Contrechamps: entre éclosion et décloisonnement

L’Ensemble Contrechamps a dévoilé cet été sa sensationnelle saison 2021-2022 en conviant ses mélomanes à adopter la tenue la plus confort qu’il soit: le pyjama! Vestige du semi-confinement, ce dresse-code décloisonnera probablement la musique contemporaine trop souvent perçue comme guindé ou inaccessible. C’est en tout cas le souhait de son pétillant directeur artistique Serge Vuille qui souhaite dégommer ses idées reçues. Pour sa troisième saison à la tête de l’ensemble à géométrie variable, ce dernier nous dévoile une programmation à son image: éclectique avec entre autres un concert où Haendel croise les installations musicales en feux d’artifice de Léa Letzel, une Nuit de l’électroacoustique aux 6 Toits, nouveau centre de création aux Charmilles et des collaborations à foison à aller écouter les yeux fermés en tenue de dormeur mais éveillé! 

Face à face avec le créatif et exquis directeur artistique de l’Ensemble Contrechamps, Serge Vuille. 

Votre nouvelle saison c’est un peu une grande pyjama party…

(Rires) En fait, j’écrivais mon édito et j’ai repensé à tous ces concerts auxquels on a assisté durant le semi-confinement. Un des éléments positifs de cette expérience était le confort d’être chez soi mais surtout la tenue de rigueur: le pyjama. J’ai voulu gardé le meilleur de cette situation difficile pour notre prochaine saison. On a également appris chez Contrechamps beaucoup de chose au niveau de l’archivage vidéo. Ainsi, on s’est bien amélioré pour les enregistrements et on a décidé de créer un petit film pour nos créations afin de les diffuser. Je crois que de toute situation difficile, on en retire toujours du positive et un enseignement. Cela pousse à créer différemment et surtout à se remettre en question. J’avoue que j’étais déçu en bien par tous les éléments constructifs découlant de cette situation sanitaire (rires). 

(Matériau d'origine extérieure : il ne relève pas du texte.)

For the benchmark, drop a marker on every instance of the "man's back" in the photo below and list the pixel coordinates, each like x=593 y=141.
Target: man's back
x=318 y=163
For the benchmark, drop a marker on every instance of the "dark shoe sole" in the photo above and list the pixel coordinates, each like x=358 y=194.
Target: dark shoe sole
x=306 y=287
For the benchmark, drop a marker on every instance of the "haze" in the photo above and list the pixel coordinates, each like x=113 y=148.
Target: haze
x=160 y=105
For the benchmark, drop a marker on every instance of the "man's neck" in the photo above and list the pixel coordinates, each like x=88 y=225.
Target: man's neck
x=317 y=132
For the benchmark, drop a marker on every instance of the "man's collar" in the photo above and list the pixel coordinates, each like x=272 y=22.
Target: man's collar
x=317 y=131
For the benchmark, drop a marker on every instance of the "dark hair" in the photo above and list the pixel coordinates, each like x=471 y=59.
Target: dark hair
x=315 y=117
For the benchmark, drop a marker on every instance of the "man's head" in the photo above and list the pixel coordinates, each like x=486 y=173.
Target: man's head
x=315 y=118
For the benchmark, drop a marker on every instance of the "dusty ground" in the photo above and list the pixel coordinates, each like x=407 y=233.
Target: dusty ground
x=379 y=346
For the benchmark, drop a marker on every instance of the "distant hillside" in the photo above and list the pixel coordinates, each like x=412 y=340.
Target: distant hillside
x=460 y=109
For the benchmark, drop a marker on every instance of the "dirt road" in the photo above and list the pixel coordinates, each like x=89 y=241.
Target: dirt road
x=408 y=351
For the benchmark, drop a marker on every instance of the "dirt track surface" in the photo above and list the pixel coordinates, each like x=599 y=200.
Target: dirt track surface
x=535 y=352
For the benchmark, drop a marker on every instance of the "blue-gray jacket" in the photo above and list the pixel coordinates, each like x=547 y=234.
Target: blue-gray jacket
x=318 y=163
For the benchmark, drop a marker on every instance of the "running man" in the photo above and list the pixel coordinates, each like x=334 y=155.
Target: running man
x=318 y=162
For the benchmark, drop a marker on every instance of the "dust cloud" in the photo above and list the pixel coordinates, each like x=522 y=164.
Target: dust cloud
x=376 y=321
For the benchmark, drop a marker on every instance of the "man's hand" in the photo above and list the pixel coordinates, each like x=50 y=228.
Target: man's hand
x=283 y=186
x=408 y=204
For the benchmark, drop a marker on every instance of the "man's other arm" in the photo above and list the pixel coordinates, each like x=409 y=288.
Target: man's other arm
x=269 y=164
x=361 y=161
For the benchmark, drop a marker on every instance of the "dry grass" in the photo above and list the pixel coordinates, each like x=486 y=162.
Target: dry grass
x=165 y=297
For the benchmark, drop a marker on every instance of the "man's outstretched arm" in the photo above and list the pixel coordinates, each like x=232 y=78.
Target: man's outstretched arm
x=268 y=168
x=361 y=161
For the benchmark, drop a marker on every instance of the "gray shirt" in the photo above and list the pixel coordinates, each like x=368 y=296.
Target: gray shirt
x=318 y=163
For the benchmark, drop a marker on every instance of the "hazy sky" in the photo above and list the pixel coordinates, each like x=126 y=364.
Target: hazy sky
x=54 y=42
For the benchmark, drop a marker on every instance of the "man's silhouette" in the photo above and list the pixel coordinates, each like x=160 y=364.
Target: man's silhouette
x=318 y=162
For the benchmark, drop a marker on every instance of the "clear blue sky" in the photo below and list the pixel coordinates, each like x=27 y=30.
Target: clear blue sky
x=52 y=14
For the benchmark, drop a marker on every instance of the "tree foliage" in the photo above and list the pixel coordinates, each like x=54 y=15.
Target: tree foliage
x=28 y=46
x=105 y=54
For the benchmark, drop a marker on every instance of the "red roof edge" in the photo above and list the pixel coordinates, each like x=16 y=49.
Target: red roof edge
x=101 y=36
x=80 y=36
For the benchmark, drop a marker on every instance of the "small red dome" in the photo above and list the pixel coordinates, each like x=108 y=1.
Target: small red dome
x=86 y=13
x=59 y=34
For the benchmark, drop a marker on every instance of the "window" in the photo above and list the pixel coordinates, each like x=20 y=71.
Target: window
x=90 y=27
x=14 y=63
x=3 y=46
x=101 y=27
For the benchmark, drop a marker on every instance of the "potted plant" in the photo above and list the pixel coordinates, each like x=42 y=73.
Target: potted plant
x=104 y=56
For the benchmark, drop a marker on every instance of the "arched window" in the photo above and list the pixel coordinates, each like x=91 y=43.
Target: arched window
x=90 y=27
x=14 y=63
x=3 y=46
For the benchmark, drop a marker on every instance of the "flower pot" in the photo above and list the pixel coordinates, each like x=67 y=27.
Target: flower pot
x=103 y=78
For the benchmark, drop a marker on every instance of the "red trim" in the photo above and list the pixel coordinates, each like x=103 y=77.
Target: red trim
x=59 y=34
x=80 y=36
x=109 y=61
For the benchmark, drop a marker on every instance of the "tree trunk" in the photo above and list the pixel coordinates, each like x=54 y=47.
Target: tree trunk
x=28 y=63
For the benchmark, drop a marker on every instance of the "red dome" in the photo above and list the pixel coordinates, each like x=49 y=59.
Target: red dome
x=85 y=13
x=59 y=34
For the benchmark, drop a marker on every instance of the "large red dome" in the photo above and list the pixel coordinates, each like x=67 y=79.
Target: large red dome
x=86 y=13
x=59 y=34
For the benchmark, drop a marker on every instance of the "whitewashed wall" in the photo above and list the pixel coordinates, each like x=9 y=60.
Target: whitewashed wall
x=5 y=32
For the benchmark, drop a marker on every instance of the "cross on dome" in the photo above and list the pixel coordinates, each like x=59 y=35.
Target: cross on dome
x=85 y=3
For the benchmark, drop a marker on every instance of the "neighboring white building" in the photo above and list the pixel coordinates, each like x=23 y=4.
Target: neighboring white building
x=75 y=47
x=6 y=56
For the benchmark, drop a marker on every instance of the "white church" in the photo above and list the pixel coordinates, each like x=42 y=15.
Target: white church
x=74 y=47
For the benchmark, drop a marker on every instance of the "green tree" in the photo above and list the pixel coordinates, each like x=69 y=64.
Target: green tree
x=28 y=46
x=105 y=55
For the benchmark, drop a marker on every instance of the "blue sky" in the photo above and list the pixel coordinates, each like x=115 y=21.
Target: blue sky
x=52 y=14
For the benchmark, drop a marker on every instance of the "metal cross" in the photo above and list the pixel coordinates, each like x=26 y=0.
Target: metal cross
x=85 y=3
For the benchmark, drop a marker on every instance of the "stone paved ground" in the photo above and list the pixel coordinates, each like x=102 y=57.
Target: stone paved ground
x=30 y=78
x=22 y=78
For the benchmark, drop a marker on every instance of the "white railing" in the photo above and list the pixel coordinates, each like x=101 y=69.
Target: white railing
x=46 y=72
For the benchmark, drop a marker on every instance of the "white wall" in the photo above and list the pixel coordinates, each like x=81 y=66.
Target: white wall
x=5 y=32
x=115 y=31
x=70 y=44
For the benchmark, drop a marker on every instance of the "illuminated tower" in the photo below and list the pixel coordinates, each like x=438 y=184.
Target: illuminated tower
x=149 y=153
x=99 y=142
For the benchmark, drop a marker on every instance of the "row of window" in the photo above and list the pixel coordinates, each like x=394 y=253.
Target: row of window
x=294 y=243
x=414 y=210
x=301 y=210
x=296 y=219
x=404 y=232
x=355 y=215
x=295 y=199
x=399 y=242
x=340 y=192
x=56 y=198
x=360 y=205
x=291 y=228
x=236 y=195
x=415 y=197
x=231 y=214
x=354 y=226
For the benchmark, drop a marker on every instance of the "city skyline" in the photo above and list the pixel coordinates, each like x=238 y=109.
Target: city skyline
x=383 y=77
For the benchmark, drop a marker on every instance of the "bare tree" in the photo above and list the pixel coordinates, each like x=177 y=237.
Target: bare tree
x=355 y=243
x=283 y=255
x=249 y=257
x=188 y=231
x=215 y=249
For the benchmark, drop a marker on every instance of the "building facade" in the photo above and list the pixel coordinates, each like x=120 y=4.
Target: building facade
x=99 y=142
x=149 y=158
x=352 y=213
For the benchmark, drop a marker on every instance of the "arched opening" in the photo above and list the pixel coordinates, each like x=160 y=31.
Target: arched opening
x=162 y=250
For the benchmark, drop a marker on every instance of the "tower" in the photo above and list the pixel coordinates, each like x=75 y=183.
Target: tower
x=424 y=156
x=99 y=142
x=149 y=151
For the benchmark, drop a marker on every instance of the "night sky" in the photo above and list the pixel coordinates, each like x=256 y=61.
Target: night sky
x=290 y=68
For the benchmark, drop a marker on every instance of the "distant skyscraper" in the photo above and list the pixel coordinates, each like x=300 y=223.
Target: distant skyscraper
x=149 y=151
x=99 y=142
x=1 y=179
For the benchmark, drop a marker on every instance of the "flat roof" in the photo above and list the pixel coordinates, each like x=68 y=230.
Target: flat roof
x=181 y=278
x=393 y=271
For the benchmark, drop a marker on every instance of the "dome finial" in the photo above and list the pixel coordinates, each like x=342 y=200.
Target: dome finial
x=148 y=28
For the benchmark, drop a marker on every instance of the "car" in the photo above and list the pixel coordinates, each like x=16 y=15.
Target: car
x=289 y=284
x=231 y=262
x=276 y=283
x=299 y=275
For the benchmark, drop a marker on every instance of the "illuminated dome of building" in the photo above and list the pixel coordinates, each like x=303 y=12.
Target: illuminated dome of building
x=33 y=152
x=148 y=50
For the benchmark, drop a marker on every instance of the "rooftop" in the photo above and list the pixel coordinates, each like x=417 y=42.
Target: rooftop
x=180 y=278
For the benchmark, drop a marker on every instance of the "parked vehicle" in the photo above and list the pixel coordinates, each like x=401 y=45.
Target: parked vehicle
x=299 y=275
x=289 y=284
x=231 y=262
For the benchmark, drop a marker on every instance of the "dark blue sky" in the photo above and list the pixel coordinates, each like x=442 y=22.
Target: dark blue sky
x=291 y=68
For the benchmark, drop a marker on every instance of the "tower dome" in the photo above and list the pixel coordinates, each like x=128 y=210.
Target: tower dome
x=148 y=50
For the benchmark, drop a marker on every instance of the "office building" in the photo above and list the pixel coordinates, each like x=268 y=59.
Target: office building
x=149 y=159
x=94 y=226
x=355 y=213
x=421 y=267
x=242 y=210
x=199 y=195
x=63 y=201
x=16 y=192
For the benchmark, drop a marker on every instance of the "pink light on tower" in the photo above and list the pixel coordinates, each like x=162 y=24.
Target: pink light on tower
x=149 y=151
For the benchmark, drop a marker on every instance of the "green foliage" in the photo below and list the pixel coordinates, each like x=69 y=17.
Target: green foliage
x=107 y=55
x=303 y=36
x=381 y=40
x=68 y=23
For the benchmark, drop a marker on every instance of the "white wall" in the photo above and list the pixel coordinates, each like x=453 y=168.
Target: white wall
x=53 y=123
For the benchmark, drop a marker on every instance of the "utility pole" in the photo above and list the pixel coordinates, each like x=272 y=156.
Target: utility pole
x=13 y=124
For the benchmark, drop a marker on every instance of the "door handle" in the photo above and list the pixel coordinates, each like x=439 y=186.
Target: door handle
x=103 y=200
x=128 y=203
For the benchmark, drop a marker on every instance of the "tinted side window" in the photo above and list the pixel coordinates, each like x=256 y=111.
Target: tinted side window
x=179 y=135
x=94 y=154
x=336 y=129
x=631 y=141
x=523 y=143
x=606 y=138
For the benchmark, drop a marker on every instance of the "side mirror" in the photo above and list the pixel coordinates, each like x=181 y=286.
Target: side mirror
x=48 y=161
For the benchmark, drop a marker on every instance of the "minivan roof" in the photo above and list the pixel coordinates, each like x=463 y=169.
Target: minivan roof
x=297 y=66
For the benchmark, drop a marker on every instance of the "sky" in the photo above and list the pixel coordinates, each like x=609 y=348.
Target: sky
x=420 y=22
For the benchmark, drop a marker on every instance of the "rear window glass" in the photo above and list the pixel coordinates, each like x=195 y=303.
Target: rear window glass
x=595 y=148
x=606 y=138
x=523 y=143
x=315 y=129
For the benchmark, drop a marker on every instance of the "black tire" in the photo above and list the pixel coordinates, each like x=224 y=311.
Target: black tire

Les interactions vous ont beaucoup manqué. Dans cette nouvelle programmation, on sent la forte envie de renouer avec le public…

J’ai parfois assisté seul à nos programmes streamés la saison passée, il n’y a aucun doute pour moi que l’expérience directe, personnelle et humaine du concert est simplement irremplaçable. L’échange est essentiel et surtout la qualité du son qui habite l’espace. C’est vraiment une priorité pour nous ainsi que mettre l’accent sur l’expérience partagée, se retrouver avec des gens en pyjama ou en habit de soirée. 

l’Ensemble Contrechamps

En parlant de partage, Contrechamps s’est toujours distingué par sa force de proposition collaborative avec divers institutions culturelles locales. Il y a en t’il plus que d’ordinaire post-confinement ? 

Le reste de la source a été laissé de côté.